O colunista disse ter, ele mesmo, adotado “uma dieta de Trump”, impondo limites à quantidade de textos que escreve sobre o presidente. “Ele [Donald Trump] pode destruir uma geração de jornalistas, porque você pode acordar em quatro anos e perceber que não aprendeu nada”, afirmou a um grupo de repórteres depois.

Friedman, contudo, reconhece que os jornais aumentaram suas vendas após a eleição de Trumpo que impõe um dilema para a imprensa em geral. Segundo ele, os jornalistas sabem que suas reportagens serão mais clicadas e compartilhadas se o tema for o presidente. “Mas estamos tornando as pessoas estúpidas numa escala industrial”, diz.

A solução, para ele, no entanto, não é que o jornal assuma um papel de “resistência” contra o presidente —o que seria “realmente perigoso”.

“Não é exatamente como nós fomos criados. Nós cobrimos os dois lados”, diz. “Mas temos leitores e funcionários que questionam: ‘por que publicamos um artigo opinativo com esse conservador? Tínhamos de ser a resistência’.” 

CONSELHO AO BRASIL

O colunista ri ao dizer que não tem certeza se os americanos “têm algo a ensinar” aos brasileiros sobre como votar, mas aconselha os eleitores daqui a não votar em um candidato só para não votar em outro.

“Acho que o melhor conselho é achar alguém para votar que você concorda e não que você seja contra. Se você vota contra alguém, pode acabar elegendo alguém como o Trump, o que não é apropriado.”

Friedman, autor de livros como “O Mundo É Plano” e “Obrigado pelo atraso”, diz ter certeza de que Trump é resultado de uma onda de insatisfação popular que atinge não só os EUA, assim como a tendência de buscar nomes populistas para saná-la. 

“Não há dúvidas que isso foi uma tendência, mas agora as pessoas estão vendo o efeito disso e talvez na próxima vez eles falem ‘nós já tentamos uma vez e não deu certo’. Ou talvez não. Não dá para saber, nunca passamos por isso”, afirma.  

Ele evita, inclusive, fazer previsões para as eleições legislativas nos Estados Unidos deste ano. Para ele, é preciso considerar sempre que grande parte dos eleitores do Trump “não estão votando nele, mas contra os democratas”.

“Eles odeiam as pessoas que odeiam Trump mais do que eles gostam do Trump”, avalia.

Para não negar completamente a fama de otimista atribuída principalmente aos seus livros, Friedman defende que a verdade ainda inspira as pessoas e que “há mercado” para ela, mesmo em meio à disseminação crescente das notícias falsas.  
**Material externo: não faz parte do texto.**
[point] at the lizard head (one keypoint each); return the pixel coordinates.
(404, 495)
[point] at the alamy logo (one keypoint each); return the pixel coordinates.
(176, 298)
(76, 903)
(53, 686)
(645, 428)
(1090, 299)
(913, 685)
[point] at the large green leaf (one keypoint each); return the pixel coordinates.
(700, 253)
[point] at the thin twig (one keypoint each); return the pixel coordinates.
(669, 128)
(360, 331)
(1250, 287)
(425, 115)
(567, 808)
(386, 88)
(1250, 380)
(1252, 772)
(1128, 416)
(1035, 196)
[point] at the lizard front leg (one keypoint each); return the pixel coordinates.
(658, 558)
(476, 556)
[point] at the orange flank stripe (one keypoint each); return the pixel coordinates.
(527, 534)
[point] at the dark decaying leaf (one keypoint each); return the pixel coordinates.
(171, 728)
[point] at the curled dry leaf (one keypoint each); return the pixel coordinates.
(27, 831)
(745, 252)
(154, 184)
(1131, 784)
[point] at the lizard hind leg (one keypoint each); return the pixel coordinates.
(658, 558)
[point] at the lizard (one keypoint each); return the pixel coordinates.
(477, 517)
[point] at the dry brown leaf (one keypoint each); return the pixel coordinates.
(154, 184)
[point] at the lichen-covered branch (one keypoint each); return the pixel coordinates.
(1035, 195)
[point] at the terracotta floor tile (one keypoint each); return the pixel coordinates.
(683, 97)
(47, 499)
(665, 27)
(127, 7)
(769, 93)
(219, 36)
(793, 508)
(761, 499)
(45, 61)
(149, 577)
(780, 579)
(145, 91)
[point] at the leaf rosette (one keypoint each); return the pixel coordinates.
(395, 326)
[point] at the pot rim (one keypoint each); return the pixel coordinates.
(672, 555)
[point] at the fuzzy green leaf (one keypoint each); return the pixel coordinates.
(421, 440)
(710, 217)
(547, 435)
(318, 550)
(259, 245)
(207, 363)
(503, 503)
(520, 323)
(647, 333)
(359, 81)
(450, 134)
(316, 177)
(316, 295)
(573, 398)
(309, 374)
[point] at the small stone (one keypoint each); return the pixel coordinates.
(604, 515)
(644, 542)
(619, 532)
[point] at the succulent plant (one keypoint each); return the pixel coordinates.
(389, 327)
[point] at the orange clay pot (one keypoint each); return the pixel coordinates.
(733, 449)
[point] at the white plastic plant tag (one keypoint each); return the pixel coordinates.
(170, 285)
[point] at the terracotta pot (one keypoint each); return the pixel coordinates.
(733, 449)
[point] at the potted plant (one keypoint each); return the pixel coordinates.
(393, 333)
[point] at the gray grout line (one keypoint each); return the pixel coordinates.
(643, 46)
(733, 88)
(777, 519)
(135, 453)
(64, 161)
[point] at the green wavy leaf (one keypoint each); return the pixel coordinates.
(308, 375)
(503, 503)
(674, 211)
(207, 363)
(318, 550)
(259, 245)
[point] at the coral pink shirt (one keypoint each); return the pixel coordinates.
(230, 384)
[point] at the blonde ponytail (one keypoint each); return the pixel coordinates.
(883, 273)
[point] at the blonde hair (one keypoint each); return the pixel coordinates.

“Obviamente há um mercado para teorias da conspiração e fake news, e hoje há muito mais gente nesse mercado. Mas ainda acho que há um mercado para a verdade”, diz. Para ele, as redes sociais como Facebook, Twitter e Youtube têm uma grande obrigação de tratar esse problema com mais seriedade.

“O Facebook foi manipulado por muitas pessoas nessas eleições, então eles têm muito o que responder.”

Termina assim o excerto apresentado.